Intelligent behavior is characterized by flexible and creative pursuit of endogenously defined goals. Intentionality is a key concept by which to link neuron and brain to goal-directed behavior through brain dynamics. An archetypal form of intentional behavior is an act of observation in space-time, by which information is sought for the guidance of future action to explore unpredictable and ever-changing environments. These acts are based in the brain dynamics that creates spatiotemporal patterns of neural activity, serving as images of goals, of command sequences by which to act to reach goals, and of expected changes in sensory input resulting from intended actions. Prediction of the sensory consequences of intended action and evaluation of performance is by reafference. An intentional act is completed upon modification of the system by itself through learning. These principles are well known among psychologists and philosophers. What is new is the development of nonlinear mesoscopic brain dynamics, by which the theory of chaos can be used to understand and simulate the constructions of meaningful patterns of neural activity that implement the process of observation.

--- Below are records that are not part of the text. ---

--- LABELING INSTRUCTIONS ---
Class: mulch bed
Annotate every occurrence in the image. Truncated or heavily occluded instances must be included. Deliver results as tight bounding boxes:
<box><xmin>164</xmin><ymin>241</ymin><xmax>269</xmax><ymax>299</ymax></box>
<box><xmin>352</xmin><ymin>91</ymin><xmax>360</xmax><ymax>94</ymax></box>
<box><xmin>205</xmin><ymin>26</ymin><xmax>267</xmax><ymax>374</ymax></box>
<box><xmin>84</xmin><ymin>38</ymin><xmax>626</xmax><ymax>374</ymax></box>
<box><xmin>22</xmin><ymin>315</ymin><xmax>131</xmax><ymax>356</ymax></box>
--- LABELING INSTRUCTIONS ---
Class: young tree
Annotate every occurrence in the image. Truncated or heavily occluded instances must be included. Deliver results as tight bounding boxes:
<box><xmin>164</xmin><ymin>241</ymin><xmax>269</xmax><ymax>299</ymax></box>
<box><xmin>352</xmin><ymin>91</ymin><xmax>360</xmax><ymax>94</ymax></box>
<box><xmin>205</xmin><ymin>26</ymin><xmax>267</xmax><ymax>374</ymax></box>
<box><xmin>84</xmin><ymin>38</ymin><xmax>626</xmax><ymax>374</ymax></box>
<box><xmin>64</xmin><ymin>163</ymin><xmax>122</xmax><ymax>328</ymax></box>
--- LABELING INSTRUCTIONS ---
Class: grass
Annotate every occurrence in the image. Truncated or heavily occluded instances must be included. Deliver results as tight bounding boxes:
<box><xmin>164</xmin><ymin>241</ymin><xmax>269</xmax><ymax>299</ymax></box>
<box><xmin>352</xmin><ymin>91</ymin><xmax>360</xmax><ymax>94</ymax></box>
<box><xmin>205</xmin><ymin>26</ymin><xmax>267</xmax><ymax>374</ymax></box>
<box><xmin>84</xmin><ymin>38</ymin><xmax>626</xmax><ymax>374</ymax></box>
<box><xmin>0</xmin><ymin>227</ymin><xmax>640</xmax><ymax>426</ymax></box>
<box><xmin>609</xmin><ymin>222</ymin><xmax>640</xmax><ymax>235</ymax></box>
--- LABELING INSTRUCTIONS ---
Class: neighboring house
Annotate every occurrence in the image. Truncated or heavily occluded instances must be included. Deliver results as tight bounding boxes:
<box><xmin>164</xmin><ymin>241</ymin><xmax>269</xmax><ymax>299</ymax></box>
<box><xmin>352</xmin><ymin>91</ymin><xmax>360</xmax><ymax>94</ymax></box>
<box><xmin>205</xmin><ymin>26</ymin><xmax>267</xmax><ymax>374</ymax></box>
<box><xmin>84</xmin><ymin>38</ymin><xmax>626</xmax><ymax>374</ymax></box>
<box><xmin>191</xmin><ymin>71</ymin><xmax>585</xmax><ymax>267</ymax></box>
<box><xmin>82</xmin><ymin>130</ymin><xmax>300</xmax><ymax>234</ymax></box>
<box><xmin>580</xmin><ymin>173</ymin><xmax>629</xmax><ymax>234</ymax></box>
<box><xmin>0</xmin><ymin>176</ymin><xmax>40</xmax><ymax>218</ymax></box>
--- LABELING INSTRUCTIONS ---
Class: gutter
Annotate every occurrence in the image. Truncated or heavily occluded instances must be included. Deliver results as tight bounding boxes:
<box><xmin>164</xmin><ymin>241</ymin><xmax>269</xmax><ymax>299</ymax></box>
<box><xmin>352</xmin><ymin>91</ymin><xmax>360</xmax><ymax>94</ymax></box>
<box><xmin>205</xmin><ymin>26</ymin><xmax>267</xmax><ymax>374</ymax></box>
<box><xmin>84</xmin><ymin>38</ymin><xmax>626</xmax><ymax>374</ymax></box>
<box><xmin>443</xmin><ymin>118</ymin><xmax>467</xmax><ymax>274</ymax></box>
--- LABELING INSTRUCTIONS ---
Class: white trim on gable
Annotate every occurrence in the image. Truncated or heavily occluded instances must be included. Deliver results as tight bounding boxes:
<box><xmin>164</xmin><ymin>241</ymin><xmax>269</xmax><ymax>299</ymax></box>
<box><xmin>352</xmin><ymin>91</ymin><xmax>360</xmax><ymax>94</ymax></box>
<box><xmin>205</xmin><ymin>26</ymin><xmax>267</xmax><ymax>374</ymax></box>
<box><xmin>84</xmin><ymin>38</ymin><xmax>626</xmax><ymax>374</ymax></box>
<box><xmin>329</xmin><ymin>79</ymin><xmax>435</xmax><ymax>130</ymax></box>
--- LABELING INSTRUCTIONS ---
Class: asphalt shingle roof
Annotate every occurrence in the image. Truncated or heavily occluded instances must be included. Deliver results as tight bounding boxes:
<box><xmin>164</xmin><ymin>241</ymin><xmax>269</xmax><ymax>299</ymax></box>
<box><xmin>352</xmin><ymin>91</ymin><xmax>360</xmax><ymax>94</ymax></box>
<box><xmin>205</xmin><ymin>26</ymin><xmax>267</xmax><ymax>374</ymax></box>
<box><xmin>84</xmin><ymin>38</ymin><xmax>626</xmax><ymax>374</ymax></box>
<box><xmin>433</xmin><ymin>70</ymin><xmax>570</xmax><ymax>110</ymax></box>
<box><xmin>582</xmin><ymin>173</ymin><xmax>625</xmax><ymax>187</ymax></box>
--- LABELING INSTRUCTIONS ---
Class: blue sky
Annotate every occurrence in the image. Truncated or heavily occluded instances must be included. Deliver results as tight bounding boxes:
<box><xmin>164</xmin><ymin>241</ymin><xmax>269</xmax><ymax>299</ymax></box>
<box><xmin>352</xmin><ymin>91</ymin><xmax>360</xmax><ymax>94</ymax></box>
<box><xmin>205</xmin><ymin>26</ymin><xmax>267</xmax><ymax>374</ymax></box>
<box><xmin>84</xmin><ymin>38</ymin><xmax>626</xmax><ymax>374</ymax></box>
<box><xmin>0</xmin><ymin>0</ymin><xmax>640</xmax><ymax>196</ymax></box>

The design of neurobiological experiments, analysis of the resulting data, and synthesis of explanatory models require an understanding of the hierarchical nature of brain organization, here conceived as single neurons and neural networks at the microscopic level; clinically defined cortical and subcortical systems studied by brain imaging (for example, fMRI) at the macroscopic level, and self-organizing neural populations at an intermediate mesoscopic level, at which synaptic interactions create novel activity patterns through nonlinear state transitions. The constructive neurodynamics of sensory cortices, when they are engaged in pattern recognition, is revealed by learning-dependent spatial patterns of amplitude modulation and by newly discovered radially symmetric spatial gradients of the phase of aperiodic carrier waves in multichannel subdural EEG recordings.